As abruptly as it had come over him, the vision ended. He stood once more amid the desolation. The fireflies danced their entrancing dance, twisting and spiraling through the endless apocalyptic night. He walked, not knowing what else to do, and gave the sparks of unearthly light a wide berth. Eventually, he awoke, and began walking again. Time became meaningless, day and night blended together in an eternal twilight. He felt no hunger, nor thirst. He felt only one drive: to find others. His loneliness became a flame the drove him ever onward. Along the way, he found a small wagon. The harness, miraculously intact, was strapped to a crumbling corpse. Within were a few scattered items, the dusty remains of some poor pony's life.
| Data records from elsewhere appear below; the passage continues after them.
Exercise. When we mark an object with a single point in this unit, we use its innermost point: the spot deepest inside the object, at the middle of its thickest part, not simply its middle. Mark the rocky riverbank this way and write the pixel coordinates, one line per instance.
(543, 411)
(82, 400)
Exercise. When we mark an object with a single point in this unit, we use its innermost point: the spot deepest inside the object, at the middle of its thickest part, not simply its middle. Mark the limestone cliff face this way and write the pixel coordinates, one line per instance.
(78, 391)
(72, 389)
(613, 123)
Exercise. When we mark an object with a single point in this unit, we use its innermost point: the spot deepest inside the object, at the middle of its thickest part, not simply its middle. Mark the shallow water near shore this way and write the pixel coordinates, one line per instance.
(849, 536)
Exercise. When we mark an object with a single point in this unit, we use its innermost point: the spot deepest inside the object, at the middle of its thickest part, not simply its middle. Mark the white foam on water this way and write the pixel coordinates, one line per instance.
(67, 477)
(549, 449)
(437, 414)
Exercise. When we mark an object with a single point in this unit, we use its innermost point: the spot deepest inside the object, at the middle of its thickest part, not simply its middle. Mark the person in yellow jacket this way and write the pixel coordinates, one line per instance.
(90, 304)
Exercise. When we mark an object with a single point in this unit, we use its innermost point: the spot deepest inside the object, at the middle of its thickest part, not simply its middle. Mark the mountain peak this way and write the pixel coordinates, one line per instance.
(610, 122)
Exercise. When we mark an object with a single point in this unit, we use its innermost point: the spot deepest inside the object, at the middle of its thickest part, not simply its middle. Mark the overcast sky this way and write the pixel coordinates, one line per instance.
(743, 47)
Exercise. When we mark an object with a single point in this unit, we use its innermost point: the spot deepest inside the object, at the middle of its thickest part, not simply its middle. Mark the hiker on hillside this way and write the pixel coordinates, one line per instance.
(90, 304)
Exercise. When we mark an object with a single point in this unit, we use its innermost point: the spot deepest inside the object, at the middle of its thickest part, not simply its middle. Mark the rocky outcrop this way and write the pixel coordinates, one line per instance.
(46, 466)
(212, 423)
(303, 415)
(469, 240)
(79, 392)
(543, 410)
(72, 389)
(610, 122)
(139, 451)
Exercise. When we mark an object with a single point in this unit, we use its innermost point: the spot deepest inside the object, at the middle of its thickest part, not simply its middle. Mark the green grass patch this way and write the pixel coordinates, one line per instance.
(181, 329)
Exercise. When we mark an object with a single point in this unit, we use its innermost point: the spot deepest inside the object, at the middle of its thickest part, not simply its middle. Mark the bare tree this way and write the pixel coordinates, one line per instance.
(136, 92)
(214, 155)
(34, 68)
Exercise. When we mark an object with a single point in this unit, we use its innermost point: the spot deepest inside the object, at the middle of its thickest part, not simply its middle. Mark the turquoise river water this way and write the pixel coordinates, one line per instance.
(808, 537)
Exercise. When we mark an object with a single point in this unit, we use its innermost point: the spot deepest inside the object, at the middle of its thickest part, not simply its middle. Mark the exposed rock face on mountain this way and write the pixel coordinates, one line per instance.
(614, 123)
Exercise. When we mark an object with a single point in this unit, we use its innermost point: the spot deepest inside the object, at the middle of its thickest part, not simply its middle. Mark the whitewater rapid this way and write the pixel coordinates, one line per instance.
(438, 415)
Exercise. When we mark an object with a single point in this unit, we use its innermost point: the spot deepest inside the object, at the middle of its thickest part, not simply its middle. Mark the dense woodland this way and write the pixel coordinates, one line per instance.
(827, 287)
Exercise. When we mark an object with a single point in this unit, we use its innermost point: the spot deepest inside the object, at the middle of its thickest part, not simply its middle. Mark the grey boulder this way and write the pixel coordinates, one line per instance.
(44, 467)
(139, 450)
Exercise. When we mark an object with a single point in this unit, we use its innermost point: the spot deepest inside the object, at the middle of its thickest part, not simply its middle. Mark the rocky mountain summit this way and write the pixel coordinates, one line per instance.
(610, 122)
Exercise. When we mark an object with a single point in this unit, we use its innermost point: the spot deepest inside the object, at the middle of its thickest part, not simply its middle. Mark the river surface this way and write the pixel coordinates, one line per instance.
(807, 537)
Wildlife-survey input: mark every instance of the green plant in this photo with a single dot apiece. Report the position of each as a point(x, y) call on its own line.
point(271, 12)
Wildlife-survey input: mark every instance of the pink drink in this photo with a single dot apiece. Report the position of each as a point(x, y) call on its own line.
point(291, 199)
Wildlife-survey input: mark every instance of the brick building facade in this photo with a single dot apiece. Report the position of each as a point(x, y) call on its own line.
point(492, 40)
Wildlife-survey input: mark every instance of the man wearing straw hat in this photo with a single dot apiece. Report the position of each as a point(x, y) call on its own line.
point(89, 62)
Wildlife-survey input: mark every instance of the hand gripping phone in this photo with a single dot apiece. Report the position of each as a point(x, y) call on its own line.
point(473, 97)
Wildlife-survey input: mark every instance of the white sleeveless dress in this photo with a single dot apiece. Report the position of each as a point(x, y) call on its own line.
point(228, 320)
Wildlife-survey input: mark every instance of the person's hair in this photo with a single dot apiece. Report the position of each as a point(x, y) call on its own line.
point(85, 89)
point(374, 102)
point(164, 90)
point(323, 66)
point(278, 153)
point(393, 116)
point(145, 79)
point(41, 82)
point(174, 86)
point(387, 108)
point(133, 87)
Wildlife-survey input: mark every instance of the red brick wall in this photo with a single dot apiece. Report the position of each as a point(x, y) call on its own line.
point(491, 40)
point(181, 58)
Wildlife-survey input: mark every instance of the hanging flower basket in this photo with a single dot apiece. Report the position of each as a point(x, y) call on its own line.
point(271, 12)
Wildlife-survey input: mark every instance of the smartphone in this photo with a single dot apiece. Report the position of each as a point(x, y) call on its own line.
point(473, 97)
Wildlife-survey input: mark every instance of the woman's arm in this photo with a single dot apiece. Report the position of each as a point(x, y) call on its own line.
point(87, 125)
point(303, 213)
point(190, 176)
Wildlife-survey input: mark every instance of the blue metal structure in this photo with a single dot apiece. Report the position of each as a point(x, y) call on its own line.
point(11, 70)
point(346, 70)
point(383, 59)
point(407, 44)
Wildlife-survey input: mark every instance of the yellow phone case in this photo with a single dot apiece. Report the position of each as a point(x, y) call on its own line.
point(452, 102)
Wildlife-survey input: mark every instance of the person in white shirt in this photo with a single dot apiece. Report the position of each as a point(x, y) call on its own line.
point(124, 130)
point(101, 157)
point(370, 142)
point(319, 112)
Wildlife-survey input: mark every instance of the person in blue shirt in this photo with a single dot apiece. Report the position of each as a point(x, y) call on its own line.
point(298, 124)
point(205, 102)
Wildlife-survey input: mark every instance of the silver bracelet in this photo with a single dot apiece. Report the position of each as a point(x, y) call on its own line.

A hat, nearly new, the would keep the wind-driven ash and show from his eyes. A cloak, made of heavy wool, to ease the cold that seeped down to his bones. And below them, a scattering of faded photographs on brittle paper. Fragments of another life, he gazed at them for what felt like hours. The longing, the desire to find another in this emptiness, grew all the more painful, but he persevered. Loneliness dug its cruel claws into his heart, and he wondered how long he could manage before he went mad.
Finally, when the pain became unbearable, he hitched himself to the wagon and offered a word of thanks to the remains of the previous owner. His burden borne, he walked. And each time he slept, his dreams were filled with ever growing swarms of fireflies.